Thursday, February 14, 2008

Erasmus Law Review: Call for Papers

The Erasmus Law Review has just issued a call for papers that is of real relevance for anybody seeking to write and publish on global administrative law. It raises a number of important issues, including many as yet left largely unaddressed within GAL literature generally:

Since its rise at the beginning of the 20th century, comparative legal research has gained an influential place in legal research concerning national legal systems. Comparative legal methodology is used to acquire insight into foreign legal systems, to find solutions for problems of a specific legal system, or to promote the unification of law between national legal systems. Its methods consist in a comparison of different legal systems or legal traditions (external comparison) or of fields of law within national legal systems (internal comparison). With the proliferation of regulatory regimes at the international level (e.g. in the context of the United Nations or WTO), comparative lawyers have extended their focus to the field of international law. Consensus, however, has not been reached on the most suitable way of applying comparative law methods to the global context. Can the concepts and methods developed to conduct comparative legal research of national legal systems be transposed to study the international legal system?

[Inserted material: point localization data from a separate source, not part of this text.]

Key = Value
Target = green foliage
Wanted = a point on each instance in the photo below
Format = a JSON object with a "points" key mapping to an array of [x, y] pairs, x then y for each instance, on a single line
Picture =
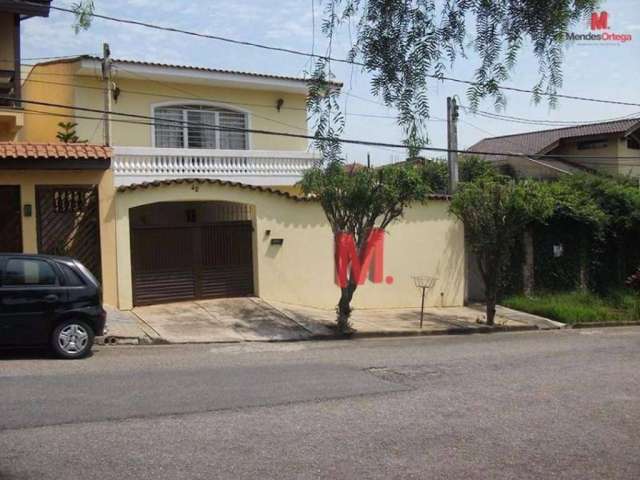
{"points": [[435, 172], [67, 133], [578, 307], [403, 45], [596, 219], [366, 198], [83, 11], [360, 200], [617, 200], [495, 211]]}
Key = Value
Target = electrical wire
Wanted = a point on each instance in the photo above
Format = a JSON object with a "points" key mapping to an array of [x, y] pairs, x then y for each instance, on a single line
{"points": [[181, 123], [326, 57]]}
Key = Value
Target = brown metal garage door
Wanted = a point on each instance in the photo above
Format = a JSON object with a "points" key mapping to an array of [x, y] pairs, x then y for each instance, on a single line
{"points": [[191, 262], [68, 223]]}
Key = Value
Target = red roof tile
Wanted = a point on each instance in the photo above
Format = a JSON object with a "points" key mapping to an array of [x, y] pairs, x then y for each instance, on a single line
{"points": [[187, 67], [532, 143], [53, 151], [257, 188]]}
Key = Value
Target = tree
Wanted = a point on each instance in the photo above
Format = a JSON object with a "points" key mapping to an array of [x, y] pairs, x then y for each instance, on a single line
{"points": [[67, 133], [358, 201], [495, 211], [405, 45], [83, 11]]}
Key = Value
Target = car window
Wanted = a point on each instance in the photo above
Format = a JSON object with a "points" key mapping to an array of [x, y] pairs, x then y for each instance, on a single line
{"points": [[28, 271], [71, 277]]}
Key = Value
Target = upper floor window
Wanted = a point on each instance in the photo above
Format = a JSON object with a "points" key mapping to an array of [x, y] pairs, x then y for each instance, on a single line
{"points": [[188, 126]]}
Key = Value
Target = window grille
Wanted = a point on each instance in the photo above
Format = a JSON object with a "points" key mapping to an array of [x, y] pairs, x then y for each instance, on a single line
{"points": [[188, 126]]}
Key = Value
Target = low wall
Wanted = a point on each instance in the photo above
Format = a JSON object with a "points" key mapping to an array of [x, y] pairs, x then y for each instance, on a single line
{"points": [[427, 241]]}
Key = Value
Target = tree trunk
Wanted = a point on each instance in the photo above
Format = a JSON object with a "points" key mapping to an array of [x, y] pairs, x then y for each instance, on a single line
{"points": [[528, 279], [584, 266], [488, 271], [344, 308], [492, 300]]}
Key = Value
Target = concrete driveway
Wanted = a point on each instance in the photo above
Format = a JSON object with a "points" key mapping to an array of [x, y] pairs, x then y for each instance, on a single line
{"points": [[255, 320], [222, 320]]}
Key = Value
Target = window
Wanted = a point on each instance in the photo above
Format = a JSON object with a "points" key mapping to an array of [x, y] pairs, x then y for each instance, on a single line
{"points": [[21, 271], [71, 277], [593, 144], [186, 126]]}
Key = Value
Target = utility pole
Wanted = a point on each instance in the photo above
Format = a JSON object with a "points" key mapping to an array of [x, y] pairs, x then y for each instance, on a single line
{"points": [[108, 85], [452, 143]]}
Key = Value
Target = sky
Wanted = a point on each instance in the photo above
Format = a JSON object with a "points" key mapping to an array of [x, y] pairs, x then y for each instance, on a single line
{"points": [[600, 70]]}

As the call for papers goes on to make clear, the journal is in the main interested in those writing from a comparative perspective on this issue. At least two as yet under-studied GAL issues arise clearly: firstly, the differences between different national perspectives on the meaning, scope and content of domestic administrative law, and how these might translate into the global setting (and it is worth bearing in mind here that a criticism often levelled at the GAL project, by European scholars in particular, is that it remains locked within a US "interest representation" model of administrative law); and secondly, the equally vexed question of the complex relationship between the global administrative law project on one hand, and the field of public international law on the other. The development of a body of work addressing either or both of these comparative perspectives could prove to be a very significant advance in terms of the project more generally.